As Brazil’s Workers’ Party (PT) assembled to celebrate ten years in power in February, President Dilma Rousseff took the opportunity to announce that she would seek a second four-year term in office. At her side was Luiz Inácio Lula da Silva, Rousseff’s predecessor and political mentor, who endorsed her candidacy and described it as the best way to carry on with the PT’s progressive political project. “The opposition can put up whomever they want,” proclaimed the former-mechanic-turned- popular-politician, “but we are going to re-elect Dilma in 2014.”
Lula could have chosen to run for president himself -- and, prior to his endorsement of Rousseff, there had been speculation that he would. But Lula, ever the shrewd political strategist, decided that the best way to achieve his goal of winning electoral hegemony for the PT would be to back Rousseff. In doing so, Lula solidified his role as campaign manager and PT champion as the party tries to fulfill its long-term agenda of transforming Brazil into a more equitable society with ample safety nets for the needy while also making its economy the fifth largest in the world within a decade.
How well has the party done so far? When Rousseff took over the presidency in 2011, she said her priority would be to “end misery” in Brazil. Her tool for doing so would be increasing public stipends for those living on incomes of less than $35 per month. The stipends, part of the Bolsa Família program (which costs about $4 billion per year), go to poor families that keep their children in school and take them for regular health checkups.
By all accounts, Bolsa Família, which reaches about 16 million families, has succeeded in improving nutrition for children, increasing vaccination rates among infants, and providing a minimum income for Brazil’s poorest. The feel-good program has few detractors, which might be why, on the eve of launching her candidacy, Rousseff announced that the government had discovered another 700,000 families that needed support. She promised to register them for the payments. Naturally, she assumes that doing so will make them more likely to vote for her.
At the same time, Rousseff has cut prices for electricity and eliminated taxes on basic foods. She has also pumped up consumer spending by reducing interest rates on loans at the powerful public banks, which forced private banks to follow suit.
Although Rousseff’s economic policies have been very popular, they are also problematic. What Brazil really needs is a more productive and internationally competitive economy with better paying jobs -- not just coffer-draining social initiatives. Brazil produces gargantuan amounts of high-grade iron ore. But because of stifling taxes and complex bureaucratic regulations at home, domestic steel mills simply cannot compete with competitors overseas. So each year, the country ships millions of tons of iron ore to China, Japan, and South Korea for processing. But many steel producs, like railroad tracks, are then imported back from China. Whenever the government tries to address productivity problems, labor unions, a major PT constituent, go on strike.
Brazil’s public oil sector, too, is bogged down by inefficiency. When Petrobras raised more than $120 billion in 2009 as part of what, at the time, was the largest public share offering in history, many expected a golden age to follow. But since then, oil production has flatlined, and Petrobras shares are now worth only 60 percent of the amount raised by the public offering -- a great disappointment to private investors. In 2012, the company even lost money for the first time in a decade. The lackluster performance is usually blamed on the company’s inability to extract oil discovered in deep offshore fields, as well as on political manipulation of oil prices that deprived Petrobras with revenue it could have invested in production.

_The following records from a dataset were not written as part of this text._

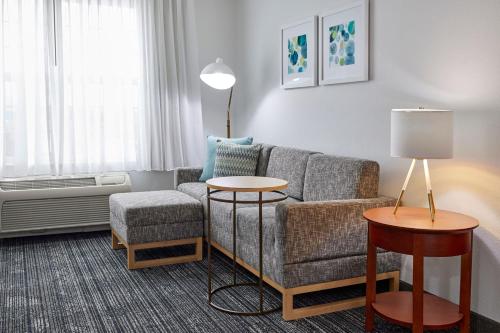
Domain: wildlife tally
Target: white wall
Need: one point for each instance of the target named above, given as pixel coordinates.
(428, 53)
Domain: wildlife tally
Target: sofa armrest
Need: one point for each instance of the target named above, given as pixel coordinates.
(187, 175)
(322, 230)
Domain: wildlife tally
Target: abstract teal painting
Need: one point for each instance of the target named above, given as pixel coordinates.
(299, 43)
(297, 54)
(342, 44)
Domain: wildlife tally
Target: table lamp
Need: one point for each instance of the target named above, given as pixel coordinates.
(421, 134)
(219, 76)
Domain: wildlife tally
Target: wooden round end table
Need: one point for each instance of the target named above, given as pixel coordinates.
(412, 232)
(241, 184)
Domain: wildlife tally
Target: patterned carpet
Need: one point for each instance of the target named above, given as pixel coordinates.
(77, 283)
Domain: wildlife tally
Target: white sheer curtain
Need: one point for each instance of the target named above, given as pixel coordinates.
(119, 94)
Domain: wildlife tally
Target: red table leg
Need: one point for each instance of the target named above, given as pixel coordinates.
(371, 287)
(465, 289)
(418, 285)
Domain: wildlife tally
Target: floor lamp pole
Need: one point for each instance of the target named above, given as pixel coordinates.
(228, 123)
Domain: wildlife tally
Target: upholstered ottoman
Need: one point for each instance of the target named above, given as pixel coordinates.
(145, 220)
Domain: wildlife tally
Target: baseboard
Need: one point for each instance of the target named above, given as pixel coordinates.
(479, 323)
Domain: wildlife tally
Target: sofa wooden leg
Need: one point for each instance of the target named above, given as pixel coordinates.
(131, 263)
(292, 313)
(199, 249)
(394, 282)
(288, 306)
(115, 242)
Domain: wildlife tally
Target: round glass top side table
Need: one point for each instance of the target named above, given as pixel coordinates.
(411, 231)
(234, 185)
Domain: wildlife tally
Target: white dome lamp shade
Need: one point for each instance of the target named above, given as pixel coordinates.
(218, 75)
(421, 134)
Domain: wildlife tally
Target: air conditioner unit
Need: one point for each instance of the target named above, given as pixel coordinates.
(39, 205)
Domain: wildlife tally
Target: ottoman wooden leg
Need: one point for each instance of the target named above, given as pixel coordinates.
(115, 242)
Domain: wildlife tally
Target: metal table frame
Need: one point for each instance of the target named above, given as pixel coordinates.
(259, 284)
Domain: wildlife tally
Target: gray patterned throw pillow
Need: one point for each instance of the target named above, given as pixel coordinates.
(236, 160)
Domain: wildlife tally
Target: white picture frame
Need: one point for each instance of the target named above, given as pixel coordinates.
(346, 58)
(298, 72)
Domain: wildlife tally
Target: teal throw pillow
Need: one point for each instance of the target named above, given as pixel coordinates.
(236, 160)
(208, 168)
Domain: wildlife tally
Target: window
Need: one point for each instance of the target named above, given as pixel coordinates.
(97, 85)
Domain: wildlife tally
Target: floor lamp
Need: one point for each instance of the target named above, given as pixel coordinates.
(219, 76)
(421, 134)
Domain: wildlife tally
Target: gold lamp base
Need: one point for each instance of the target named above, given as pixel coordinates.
(430, 197)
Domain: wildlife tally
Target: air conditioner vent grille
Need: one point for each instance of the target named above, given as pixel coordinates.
(20, 185)
(56, 212)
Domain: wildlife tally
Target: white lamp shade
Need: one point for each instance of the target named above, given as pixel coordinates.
(218, 75)
(422, 133)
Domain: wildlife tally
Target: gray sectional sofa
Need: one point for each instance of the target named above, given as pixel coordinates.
(316, 239)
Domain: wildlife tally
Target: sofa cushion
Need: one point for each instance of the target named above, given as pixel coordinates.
(236, 160)
(196, 190)
(208, 167)
(264, 154)
(289, 164)
(338, 178)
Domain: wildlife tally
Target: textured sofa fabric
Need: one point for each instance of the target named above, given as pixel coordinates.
(332, 178)
(143, 217)
(187, 175)
(310, 231)
(289, 164)
(263, 161)
(320, 239)
(196, 190)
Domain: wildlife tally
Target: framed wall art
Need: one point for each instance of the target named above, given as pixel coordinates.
(344, 43)
(299, 55)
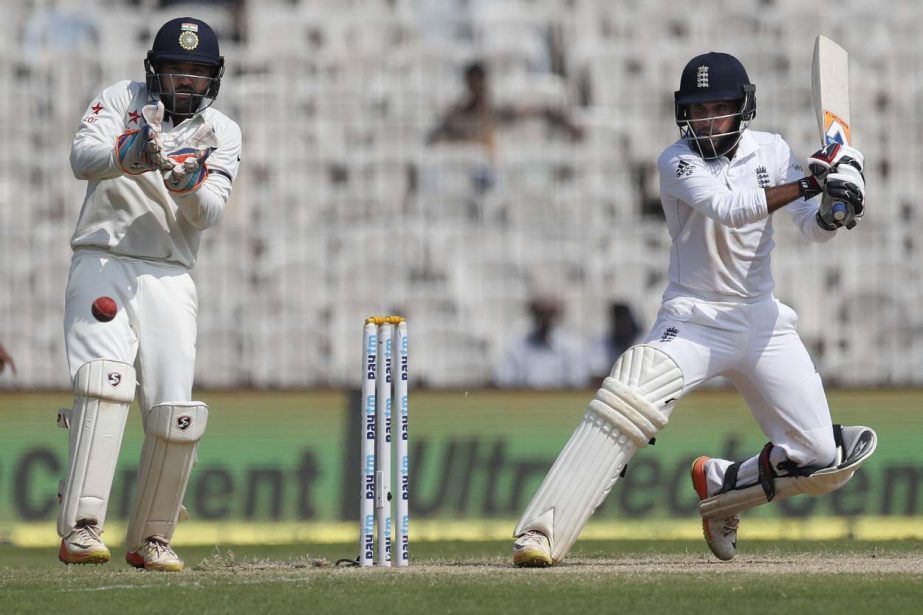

Together, Rousseff’s social and economic policies have resulted in an increasingly negative balance sheet, inflation, and growing foreign trade deficits. In 2012, Brazil’s GDP grew by less than one percent, far behind the growth rates of other Latin American countries and the other BRICs. The public, which has enjoyed the consumer boom and is traveling abroad in record numbers, does not seem to care. But a majority of independent analysts are sharply critical of Rousseff´s economic management. At first, Rousseff shrugged off the criticism. In a rather curt rebuttal to critics of her economic management in February, she said they were just “conservatives who don’t understand.”
In recent days, though, it has become clear that Rousseff and her economic team are aware that poor economic results could be a stumbling block with voters if employment rates decline and inflation rises. Right after launching her candidacy, Rousseff sent her economic team on a roadshow to New York, London, and Tokyo to present potential investors with an ambitious portfolio of projects worth $235 billion. In addition, her government renewed efforts to pull in Chinese investment for infrastructure projects, especially a system of inland waterways that would reduce the cost of bringing Brazil’s massive output of agricultural products to the coast for export.
Of course, the huge investments in highways, railroads, ports, and electric power plants are also expected to give momentum to the PT’s election campaign.
The opposition is ready to fight back. Rousseff’s main contender in the election is Aécio Neves, the presidential candidate from the Brazilian Social Democracy Party (PSDB). Neves, now a senator, used to be governor of the state of Minas Gerais, Brazil’s second-largest electoral district. He still has a powerful base there, as well as the active backing of Fernando Henrique Cardoso, who was president from 1995 to 2003. The PSDB team includes a powerful group of economic analysts that were responsible for ending inflation under Cardoso. Accordingly, Neves plans to make inflation and economic management his main points of attack.